Comparações são sempre imperfeitas, mas o humor no campo de Javier Milei desde sua retumbante vitória no domingo recorda inevitavelmente o que vimos após os presidentes Gabriel Boric, do Chile, e Gustavo Petro, da Colômbia, serem eleitos. E sim, isto é sinal de possíveis problemas adiante.
É verdade que a situação na Argentina hoje é muito diferente de outros países na região. A Argentina está à beira da hiperinflação e até de um colapso econômico mais grave. O presidente-eleito terá de se tornar um presidente de facto assim que possível para evitar que o barco afunde antes dele tomar posse, em 10 de dezembro.

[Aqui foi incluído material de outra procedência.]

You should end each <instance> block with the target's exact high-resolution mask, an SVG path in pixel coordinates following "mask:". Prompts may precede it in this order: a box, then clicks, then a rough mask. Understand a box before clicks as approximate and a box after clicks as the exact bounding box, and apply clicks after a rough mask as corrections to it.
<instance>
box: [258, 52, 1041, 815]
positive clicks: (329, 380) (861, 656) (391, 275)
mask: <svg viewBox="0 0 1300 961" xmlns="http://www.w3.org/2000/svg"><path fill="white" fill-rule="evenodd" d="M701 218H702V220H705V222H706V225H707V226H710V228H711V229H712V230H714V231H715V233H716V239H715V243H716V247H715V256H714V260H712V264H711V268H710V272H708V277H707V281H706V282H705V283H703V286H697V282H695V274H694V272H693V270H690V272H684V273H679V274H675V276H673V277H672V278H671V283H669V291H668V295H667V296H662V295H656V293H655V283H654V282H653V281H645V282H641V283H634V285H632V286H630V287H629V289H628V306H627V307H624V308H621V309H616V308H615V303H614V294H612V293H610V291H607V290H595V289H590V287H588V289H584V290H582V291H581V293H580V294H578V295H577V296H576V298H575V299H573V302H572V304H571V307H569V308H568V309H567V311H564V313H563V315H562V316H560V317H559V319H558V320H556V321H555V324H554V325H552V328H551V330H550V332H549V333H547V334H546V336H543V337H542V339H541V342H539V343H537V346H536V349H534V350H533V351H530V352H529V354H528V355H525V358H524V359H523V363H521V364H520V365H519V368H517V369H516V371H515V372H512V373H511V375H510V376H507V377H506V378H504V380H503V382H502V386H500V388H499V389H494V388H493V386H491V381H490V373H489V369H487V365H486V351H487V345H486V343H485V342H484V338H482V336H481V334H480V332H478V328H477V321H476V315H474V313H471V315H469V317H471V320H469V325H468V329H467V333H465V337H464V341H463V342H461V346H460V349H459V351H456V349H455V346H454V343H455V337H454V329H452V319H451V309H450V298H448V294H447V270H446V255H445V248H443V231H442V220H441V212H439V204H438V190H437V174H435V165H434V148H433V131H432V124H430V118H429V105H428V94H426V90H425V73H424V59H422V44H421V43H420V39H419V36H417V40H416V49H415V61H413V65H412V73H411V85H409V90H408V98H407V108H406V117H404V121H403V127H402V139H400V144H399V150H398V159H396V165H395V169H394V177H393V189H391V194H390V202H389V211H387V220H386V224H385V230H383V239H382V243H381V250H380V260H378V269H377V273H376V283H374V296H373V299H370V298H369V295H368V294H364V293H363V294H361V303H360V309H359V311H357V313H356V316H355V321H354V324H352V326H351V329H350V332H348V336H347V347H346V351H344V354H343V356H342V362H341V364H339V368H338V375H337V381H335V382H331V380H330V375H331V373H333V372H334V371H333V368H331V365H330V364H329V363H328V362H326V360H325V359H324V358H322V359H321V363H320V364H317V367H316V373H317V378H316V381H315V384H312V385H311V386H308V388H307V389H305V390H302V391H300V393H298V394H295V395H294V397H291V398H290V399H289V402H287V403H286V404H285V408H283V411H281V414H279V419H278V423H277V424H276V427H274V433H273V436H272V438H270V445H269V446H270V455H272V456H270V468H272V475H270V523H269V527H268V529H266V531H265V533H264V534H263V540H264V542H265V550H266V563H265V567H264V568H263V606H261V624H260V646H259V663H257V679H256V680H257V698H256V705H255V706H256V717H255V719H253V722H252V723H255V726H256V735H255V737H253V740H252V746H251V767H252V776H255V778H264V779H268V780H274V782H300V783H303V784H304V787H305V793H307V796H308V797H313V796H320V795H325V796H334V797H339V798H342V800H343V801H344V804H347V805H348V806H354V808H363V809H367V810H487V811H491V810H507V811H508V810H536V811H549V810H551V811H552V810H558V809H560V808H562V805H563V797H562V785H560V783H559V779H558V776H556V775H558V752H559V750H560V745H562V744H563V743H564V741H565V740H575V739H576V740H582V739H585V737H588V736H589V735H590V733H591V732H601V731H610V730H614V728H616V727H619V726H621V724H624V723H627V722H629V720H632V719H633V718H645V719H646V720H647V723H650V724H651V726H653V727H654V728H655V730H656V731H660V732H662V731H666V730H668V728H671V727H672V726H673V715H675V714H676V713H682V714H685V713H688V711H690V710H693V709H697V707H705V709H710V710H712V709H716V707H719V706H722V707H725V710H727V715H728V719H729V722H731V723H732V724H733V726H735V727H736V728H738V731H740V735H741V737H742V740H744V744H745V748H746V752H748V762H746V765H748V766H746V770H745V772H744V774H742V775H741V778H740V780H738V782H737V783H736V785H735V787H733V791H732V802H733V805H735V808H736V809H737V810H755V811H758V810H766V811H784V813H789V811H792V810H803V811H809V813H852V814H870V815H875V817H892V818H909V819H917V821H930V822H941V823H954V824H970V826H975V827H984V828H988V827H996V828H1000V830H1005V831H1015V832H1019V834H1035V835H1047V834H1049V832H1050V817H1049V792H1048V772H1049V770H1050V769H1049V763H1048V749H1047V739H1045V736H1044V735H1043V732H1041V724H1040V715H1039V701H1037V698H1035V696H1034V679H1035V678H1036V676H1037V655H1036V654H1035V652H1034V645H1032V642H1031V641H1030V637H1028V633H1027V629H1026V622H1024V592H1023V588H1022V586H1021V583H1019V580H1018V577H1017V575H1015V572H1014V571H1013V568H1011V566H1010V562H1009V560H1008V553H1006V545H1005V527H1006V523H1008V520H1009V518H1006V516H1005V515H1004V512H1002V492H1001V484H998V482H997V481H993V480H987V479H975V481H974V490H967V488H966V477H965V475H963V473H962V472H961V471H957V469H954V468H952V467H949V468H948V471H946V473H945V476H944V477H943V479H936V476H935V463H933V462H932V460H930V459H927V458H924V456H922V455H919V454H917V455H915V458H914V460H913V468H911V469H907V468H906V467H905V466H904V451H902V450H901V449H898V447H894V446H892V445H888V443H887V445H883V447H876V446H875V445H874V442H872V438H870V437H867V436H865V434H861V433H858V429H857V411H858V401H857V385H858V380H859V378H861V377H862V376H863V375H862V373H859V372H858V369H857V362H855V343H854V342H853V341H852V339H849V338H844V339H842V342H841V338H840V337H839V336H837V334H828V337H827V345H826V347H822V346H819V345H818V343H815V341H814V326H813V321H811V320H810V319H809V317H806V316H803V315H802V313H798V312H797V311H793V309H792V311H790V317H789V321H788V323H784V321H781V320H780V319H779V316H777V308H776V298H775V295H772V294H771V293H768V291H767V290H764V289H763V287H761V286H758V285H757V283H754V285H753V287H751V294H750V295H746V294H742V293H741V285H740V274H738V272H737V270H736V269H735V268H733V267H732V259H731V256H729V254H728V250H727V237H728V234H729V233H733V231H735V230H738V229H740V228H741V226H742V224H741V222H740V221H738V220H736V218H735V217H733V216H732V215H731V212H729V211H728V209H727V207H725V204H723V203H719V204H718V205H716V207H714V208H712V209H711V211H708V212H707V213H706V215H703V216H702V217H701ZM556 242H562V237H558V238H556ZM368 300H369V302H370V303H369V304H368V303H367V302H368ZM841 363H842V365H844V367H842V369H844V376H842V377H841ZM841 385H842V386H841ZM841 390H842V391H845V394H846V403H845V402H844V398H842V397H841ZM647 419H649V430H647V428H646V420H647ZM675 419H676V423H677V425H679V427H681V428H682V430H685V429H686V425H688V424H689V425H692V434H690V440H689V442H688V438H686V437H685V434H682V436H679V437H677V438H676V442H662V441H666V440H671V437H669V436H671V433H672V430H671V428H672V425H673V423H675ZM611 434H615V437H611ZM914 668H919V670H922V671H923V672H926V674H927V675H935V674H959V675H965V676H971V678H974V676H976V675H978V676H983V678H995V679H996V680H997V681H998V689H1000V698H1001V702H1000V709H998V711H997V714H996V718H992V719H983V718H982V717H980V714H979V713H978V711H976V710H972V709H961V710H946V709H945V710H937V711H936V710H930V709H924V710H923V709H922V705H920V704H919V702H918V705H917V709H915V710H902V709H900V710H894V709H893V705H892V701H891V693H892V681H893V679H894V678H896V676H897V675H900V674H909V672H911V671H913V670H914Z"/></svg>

Ainda assim, durante esta curta transição, Milei pode aprender com os erros que Boric e Petro cometeram ao longo de seus primeiros meses na função.
Boric ganhou a eleição em dezembro de 2021 com quase a mesma margem que Milei acabou de obter, 56% dos votos contra 44% de seu oponente. Petro venceu em junho com uma margem menor, de 3 pontos. Mas ambos os presidentes equivocaram-se a respeito da verdadeira razão de suas vitórias.
Em retrospectiva, fica evidente que Boric e Petro ganharam principalmente em razão da vontade dos eleitores de punir o governo anterior, não porque os eleitorados aceitaram plenamente suas agendas por transformação radical. Se Milei cometer o mesmo erro e ler os 55,7% de apoio que recebeu no segundo turno como prova de que em sua maioria os argentinos renasceram libertários, ele estará a caminho de um rude despertar.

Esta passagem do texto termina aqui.